I absolutely love ‘The Myth of the Happy Hooker” by FreeIrishWoman!

But we need write our herstory as expatriates of whoredom – not the historians who do not know how to listen ‘below the texts’ OR spend any meaningful time with us, god-love-them. (Ever feel like an interview with a researcher was like a visit to the dentist?)

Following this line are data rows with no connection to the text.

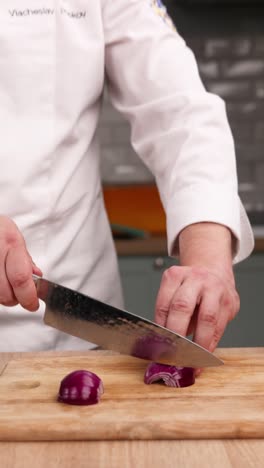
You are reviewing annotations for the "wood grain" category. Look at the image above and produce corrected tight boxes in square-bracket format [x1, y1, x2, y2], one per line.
[0, 348, 264, 441]
[0, 440, 264, 468]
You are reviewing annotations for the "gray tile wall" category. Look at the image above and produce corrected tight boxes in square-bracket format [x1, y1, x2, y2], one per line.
[99, 4, 264, 216]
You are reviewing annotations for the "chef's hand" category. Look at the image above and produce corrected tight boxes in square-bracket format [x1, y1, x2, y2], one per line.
[0, 216, 42, 311]
[155, 223, 240, 352]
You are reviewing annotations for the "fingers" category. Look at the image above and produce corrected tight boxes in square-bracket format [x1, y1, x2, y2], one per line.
[6, 243, 39, 311]
[155, 266, 240, 351]
[166, 278, 202, 336]
[0, 251, 17, 306]
[155, 267, 184, 327]
[194, 289, 222, 349]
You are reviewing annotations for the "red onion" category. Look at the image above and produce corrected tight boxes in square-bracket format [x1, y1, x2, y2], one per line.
[144, 362, 195, 387]
[58, 370, 104, 405]
[132, 334, 172, 361]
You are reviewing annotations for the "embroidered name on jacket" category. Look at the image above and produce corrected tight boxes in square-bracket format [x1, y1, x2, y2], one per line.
[150, 0, 176, 31]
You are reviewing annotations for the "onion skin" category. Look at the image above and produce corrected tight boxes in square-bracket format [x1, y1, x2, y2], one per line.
[144, 362, 195, 387]
[58, 370, 104, 405]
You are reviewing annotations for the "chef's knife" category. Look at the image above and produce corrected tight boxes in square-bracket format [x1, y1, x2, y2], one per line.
[33, 275, 223, 367]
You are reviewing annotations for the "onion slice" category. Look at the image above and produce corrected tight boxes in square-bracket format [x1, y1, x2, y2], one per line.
[144, 362, 195, 387]
[58, 370, 104, 405]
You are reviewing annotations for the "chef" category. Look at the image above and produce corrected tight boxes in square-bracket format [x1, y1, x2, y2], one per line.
[0, 0, 253, 351]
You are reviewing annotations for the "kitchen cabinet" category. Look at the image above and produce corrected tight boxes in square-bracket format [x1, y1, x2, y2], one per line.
[119, 253, 264, 347]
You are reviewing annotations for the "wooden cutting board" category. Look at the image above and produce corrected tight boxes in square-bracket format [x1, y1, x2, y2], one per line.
[0, 348, 264, 441]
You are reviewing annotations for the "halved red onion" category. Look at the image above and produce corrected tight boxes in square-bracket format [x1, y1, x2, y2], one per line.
[58, 370, 104, 405]
[144, 362, 195, 387]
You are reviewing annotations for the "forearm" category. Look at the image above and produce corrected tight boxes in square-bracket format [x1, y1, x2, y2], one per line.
[179, 222, 233, 277]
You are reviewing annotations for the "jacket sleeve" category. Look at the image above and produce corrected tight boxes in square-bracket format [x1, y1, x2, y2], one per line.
[103, 0, 254, 262]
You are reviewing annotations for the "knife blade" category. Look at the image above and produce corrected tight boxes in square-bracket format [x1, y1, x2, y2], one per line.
[33, 275, 223, 367]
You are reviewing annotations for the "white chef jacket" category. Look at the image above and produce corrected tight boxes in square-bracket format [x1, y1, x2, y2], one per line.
[0, 0, 253, 351]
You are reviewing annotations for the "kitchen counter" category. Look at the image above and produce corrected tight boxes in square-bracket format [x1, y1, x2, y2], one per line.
[0, 349, 264, 468]
[115, 234, 264, 256]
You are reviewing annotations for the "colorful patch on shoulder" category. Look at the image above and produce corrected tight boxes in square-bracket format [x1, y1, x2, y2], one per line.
[150, 0, 176, 31]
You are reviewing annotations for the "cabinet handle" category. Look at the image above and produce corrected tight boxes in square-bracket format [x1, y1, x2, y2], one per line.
[153, 257, 165, 270]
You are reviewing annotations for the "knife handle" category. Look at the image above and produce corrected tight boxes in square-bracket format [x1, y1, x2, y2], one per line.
[32, 275, 48, 302]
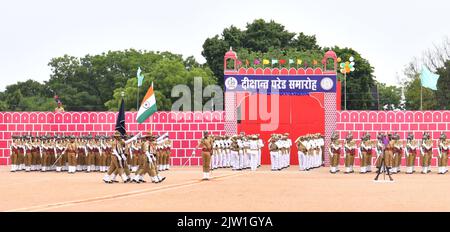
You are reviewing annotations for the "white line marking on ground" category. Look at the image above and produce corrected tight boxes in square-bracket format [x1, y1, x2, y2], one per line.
[5, 172, 251, 212]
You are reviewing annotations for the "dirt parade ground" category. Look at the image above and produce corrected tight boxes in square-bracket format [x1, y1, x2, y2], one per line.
[0, 166, 450, 212]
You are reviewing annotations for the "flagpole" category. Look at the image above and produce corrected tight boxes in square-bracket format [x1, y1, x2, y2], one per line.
[420, 84, 423, 110]
[344, 73, 347, 110]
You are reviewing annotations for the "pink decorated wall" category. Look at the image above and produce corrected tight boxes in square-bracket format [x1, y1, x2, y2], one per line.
[0, 112, 225, 165]
[0, 111, 450, 166]
[336, 111, 450, 166]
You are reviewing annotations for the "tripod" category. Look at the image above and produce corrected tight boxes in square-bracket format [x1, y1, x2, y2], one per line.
[374, 154, 394, 181]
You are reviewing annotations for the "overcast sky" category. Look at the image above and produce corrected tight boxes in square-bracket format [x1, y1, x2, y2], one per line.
[0, 0, 450, 91]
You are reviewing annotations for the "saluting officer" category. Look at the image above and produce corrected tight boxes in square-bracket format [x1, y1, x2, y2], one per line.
[420, 132, 433, 174]
[344, 133, 356, 174]
[438, 132, 449, 174]
[328, 131, 341, 174]
[197, 131, 214, 180]
[405, 133, 418, 174]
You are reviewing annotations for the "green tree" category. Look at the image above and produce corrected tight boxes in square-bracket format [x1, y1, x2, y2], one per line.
[202, 19, 320, 86]
[405, 74, 439, 110]
[6, 89, 23, 111]
[105, 57, 217, 111]
[46, 49, 183, 111]
[322, 46, 375, 110]
[436, 60, 450, 110]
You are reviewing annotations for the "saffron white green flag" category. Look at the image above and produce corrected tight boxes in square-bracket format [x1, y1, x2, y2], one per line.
[137, 82, 157, 123]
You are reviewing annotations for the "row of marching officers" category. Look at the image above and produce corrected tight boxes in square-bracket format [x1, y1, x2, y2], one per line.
[329, 132, 450, 174]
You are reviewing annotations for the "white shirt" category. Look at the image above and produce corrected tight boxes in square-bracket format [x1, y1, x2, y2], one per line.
[249, 140, 259, 150]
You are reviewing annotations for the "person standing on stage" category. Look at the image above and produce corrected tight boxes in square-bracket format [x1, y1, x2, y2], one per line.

One example of research-on-steroids was done by French physician of the 19th century, Dr Andrea Jean Baptiste Parent-Duchatelet in which he ‘interviewed’ thousands of women in prostitution on Paris streets and brothels. He was forming ideas for legislative reform on the trade. He concluded the women were a contagion and the quarantine idea took hold for districts and exams (not the men).

He bragged he could get data he needed from the women who were arrested for prostitution in under 10 minutes: a gyn exam plus interview. His conclusions were taken up by countless policy makers, sociologists, historians, and theologians – we were now trapped in data that further shaped a stratification of woman for sexual servitude. Any study on the men – the demand – by the men? You know the answer.

Can we recognize that we are our own irrefutable data?